Archive for the ‘PM’ Tag

PMs são presos por suspeita de roubar de assaltantes

Um sargento e três soldados da Polícia Militar foram presos esta semana, suspeitos de roubar ladrões. A Corregedoria diz que eles perceberam um assalto a um caixa eletrônico, mas resolveram esperar os ladrões saírem. Em seguida, assaltaram os assaltantes, que foram embora de mãos vazias. (veja as imagens)

Os ataques a caixas eletrônicos cresceram 36% em São Paulo. Este ano, já foram 302 casos. A Corregedoria da Polícia ainda não terminou a investigação dos quatro PMs suspeitos de roubar os ladrões.

– São policiais que, se estiverem comprovadamente envolvidos neste fato, esqueceram o juramento que prestaram, a farda que estão honrando, e serão responsabilizados por isso – afirma Marcelo Zanchetta, capitão da PM.

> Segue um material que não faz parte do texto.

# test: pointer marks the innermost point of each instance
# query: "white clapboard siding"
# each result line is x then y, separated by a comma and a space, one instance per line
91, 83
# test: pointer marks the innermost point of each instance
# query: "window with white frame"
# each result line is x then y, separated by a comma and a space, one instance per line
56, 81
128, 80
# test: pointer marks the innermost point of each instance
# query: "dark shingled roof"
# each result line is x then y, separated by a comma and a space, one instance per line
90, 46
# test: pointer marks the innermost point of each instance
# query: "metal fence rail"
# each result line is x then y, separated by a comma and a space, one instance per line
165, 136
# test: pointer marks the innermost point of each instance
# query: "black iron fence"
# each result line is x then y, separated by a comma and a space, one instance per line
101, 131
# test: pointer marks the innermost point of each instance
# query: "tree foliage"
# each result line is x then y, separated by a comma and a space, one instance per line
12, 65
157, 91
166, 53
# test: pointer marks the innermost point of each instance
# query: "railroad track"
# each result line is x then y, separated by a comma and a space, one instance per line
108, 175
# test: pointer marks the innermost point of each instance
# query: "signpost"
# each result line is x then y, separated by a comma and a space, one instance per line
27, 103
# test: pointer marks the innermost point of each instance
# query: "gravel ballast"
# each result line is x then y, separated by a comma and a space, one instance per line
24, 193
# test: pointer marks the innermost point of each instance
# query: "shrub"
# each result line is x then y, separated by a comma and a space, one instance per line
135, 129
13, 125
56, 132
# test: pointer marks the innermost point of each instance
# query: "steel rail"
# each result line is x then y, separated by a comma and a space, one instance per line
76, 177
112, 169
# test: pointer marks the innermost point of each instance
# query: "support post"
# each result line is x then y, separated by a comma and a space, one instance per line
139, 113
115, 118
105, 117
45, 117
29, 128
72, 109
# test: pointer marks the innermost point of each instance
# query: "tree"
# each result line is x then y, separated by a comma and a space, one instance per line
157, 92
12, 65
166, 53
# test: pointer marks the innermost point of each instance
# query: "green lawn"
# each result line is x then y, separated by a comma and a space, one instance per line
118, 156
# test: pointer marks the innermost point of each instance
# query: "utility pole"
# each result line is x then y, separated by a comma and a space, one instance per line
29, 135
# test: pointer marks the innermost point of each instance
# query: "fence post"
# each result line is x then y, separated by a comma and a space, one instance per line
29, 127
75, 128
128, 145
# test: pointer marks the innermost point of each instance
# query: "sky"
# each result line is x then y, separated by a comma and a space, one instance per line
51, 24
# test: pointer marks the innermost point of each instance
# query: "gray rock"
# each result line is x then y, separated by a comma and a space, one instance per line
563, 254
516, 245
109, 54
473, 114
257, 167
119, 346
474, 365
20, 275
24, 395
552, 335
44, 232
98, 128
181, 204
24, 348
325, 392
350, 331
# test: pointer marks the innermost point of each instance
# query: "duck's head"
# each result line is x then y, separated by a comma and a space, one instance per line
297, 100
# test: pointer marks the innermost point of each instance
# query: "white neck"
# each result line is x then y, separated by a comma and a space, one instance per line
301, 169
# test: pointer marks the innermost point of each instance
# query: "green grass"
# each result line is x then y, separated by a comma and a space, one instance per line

As câmeras dos bancos registram os ataques, mas quase sempre a polícia chega quando já é tarde. Os ladrões agem em bando porque, para atacar um caixa eletrônico, é preciso força e agilidade: cada caixa pesa meia tonelada.

Alguns ladrões montam um cenário para o roubo. Improvisam uma cortina com os cartazes de propaganda o banco. Quando pegam o dinheiro, os anúncios voltam para o lugar. Os bandidos fogem, antes da chegada da polícia.

Os três soldados estão presos na corregedoria e o sargento, no Presídio Romão Gomes, porque também foi flagrado com drogas. O assalto aconteceu na última sexta-feira, dia 12, em Guaianases.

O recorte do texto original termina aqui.